All instructions in the SF424 (R&R) Application Guide and PA-26-001 must be followed, with the following additions:

Eligibility

• Only current awardees of an active NCI-funded (CA only) R01, R37, R00, P01, P30, P50, U01, UM1, UH3, U24, U54 or U19 are eligible to apply.
• The existing parent award must be active with a minimum of one year remaining on the parent award.
• The project and budget periods of the supplement must be within the currently approved project period for the existing parent award.
• The proposed project must be within the scope of the parent award.
• Administrative supplements are NOT permitted during a no-cost extension.
• If an applicant anticipates a balance of 25% or more of the current total costs for the parent grant, please contact the scientific research contact prior to applying.
• Only one supplement application per parent award will be accepted for consideration. For supplements to parent awards that include multiple program directors (PDs)/principal investigators (PIs), the supplement may be requested by any or all the PDs/PIs (in accordance with the existing leadership plan) and submitted by the awardee institution of the parent award.

Budget

• The budget should NOT exceed $100,000 in Direct Costs for the entire allowable 1-year project period of the application/award.
• The administrative supplement application budget is limited to 1 year only.
• Administrative supplements may only be used to meet increased costs that are within the scope of the approved award but were unforeseen when the new or renewal application or grant progress report for non-competing continuation support was submitted; supplements designed to meet cost increases for unanticipated expenses within the original scope of the project will not be considered.
• Publication costs and costs for travel to scientific conferences will not be supported.

Submitting Applications

• Application Due Date: NCI will accept and consider administrative supplement requests at any time through July 31. Requests received after July 31 will not be considered for funding.
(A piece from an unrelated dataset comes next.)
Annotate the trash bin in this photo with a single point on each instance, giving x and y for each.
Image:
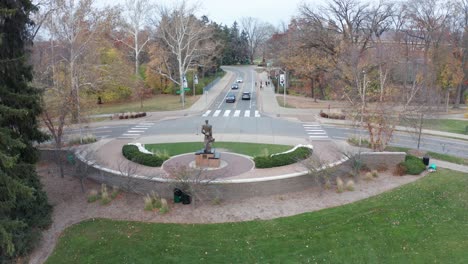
(177, 195)
(186, 199)
(426, 160)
You are strongly encouraged to apply early to be considered for FY26 funds.
• Applicants should begin the supplement application abstract by stating under which administrative supplement topic they are applying.
• To facilitate efficient processing of the request, applicants are strongly encouraged to notify the assigned NCI program official for the parent award that a request has been submitted in response to this announcement.

Page Limits

The application must include the following sections and adhere to the following limits:

• Project Summary/Abstract: 30 lines of text
• Project Narrative: 3 sentences
• Research Strategy: 5 pages
• Biographical Sketch: Senior/Key Personnel and Significant Contributors only

Review and Selection Process

NCI will conduct administrative evaluations of applications and will support the most meritorious applications submitted for consideration, based upon availability of funds. Additionally, NCI program staff will evaluate applications using the following selection factors:

• Does the administrative supplement reasonably allow for the proposed project to be completed, given the time and budget requested?
• Are the proposed activities relevant to the parent grant and original work scope?
• Does the applicant demonstrate satisfactory progress towards achieving the aims of the parent grant, as appropriate to the current stage of the project?
• Does the proposed project for supplemental funding fill an identified gap in the scientific literature or DCB grant portfolio?
• Does the proposed work align with agency or NCI priorities?

Applicants are encouraged to discuss their application with their program director.